In Kerala, it helped volunteers collect and collate vast swathes of data quickly. It also credited each volunteer who made a sighting or count. “This motivated them to complete the job, and develop a competitive spirit between districts. I was happy to see birds and data, but seeing humans display such enthusiasm for a first-time project left me with great joy,” Nameer says.
One of those humans was Lathika Kathirur, a 53-year-old private-school teacher from Kannur who’s been birdwatching for 25 years. Her assigned grid covered forested land, making wet- and dry-season fieldwork a pleasure.

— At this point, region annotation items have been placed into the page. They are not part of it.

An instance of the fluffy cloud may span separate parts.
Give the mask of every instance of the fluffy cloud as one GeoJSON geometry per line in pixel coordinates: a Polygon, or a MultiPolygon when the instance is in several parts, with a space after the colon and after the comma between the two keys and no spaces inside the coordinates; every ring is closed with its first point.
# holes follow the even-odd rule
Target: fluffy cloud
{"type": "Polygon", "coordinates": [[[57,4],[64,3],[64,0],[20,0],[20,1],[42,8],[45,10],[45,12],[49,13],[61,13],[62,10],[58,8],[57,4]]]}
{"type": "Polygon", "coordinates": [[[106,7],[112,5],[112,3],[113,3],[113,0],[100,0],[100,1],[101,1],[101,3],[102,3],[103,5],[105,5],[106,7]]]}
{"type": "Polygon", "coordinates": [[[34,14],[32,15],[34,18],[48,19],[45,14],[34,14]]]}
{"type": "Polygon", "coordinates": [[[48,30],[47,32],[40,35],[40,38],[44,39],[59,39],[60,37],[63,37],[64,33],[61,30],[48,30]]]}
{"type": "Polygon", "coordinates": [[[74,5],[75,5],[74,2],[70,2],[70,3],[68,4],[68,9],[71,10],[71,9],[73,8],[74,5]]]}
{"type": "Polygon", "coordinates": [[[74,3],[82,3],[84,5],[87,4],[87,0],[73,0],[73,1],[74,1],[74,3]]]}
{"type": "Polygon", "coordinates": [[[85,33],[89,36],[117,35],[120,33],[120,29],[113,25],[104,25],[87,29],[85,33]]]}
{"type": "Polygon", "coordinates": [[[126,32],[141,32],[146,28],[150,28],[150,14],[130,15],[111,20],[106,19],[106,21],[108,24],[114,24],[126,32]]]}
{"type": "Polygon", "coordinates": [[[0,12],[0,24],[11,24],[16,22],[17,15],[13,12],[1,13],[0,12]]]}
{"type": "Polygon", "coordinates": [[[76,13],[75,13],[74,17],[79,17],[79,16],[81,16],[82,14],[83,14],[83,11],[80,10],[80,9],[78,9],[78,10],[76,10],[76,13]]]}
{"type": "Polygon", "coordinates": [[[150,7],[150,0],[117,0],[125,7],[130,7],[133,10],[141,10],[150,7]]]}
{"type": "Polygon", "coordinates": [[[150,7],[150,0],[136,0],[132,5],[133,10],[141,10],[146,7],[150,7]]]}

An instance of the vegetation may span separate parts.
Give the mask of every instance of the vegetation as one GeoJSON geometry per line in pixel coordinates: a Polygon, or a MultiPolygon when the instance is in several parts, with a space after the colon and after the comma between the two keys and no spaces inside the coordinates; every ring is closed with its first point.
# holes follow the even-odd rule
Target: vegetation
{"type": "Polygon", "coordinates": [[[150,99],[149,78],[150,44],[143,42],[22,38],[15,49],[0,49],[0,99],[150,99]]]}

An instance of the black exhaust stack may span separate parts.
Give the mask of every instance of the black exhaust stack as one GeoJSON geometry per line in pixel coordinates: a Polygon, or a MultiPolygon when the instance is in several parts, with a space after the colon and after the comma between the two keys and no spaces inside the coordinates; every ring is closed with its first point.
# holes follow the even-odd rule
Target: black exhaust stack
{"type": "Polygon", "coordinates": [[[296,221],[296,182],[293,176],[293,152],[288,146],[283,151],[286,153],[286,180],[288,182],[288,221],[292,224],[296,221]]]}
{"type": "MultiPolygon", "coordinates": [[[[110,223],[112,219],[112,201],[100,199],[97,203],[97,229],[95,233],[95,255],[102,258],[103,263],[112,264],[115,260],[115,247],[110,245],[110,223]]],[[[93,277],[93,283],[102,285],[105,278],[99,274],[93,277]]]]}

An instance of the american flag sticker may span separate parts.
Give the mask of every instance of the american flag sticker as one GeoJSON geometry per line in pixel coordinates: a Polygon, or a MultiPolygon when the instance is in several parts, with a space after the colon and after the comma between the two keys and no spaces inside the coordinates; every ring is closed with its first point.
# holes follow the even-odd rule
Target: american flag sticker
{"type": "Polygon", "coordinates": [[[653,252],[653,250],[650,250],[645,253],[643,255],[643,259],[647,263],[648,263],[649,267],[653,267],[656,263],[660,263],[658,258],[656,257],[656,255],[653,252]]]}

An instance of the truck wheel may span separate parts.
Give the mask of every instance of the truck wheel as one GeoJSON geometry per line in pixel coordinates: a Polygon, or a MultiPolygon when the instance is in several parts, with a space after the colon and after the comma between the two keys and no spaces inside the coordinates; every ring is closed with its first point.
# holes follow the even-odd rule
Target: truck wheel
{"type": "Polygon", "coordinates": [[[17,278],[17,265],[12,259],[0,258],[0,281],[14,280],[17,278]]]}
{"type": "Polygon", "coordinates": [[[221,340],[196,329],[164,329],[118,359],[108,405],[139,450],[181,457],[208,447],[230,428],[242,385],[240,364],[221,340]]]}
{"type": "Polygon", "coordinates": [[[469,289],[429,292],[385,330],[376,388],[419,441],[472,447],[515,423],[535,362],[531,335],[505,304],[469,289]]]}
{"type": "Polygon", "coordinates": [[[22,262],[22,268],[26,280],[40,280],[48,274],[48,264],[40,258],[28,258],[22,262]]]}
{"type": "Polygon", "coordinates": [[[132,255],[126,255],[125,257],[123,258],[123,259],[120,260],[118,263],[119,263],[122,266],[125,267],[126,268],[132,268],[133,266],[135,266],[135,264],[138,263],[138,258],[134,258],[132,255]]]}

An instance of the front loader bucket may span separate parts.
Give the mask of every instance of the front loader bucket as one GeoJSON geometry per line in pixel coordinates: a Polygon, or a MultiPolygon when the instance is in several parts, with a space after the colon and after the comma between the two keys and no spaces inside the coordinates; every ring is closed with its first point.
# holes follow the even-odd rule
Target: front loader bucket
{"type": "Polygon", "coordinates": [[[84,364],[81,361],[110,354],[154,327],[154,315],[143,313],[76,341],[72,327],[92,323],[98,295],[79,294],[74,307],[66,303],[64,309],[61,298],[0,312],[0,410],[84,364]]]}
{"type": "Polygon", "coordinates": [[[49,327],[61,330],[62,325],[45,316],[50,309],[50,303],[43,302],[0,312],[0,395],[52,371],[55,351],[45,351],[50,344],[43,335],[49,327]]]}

“Birding is a hobby and something most people do to pass the time,” she says. The atlas, then, was a great way to turn all that enthusiasm into a document that might protect birds, including her favourites, flycatchers and owls
In the UK, which has been updating a regional bird atlas developed in England in 1970, the data about bird hotspots and population changes is so comprehensive, it’s used as policy document for conservation. The data from Kerala’s version is still being analysed, but Nameer says some surprises are already evident. “The distribution and range of several species is different from what’s mentioned in the popular Birds of South Asia guide by Pamela Rasmussen and John C Anderton,” he says.
With the girds in place, volunteers trained, and surveys planned every five years, the atlas will only get richer with time. It will show how migratory patterns change, why some birds favour certain habitats and how an endangered species is faring. And as Mysuru, Pune and Coimbatore keep updating their own atlases, all developed with Bird Count India since 2014, it will be possible to compare and track flying patterns in a way we haven’t be able to.
Nameer and his team will be out with an analytical report in January. Meanwhile, you can access the atlas for free on the India Bird Count site. Don’t forget to look up.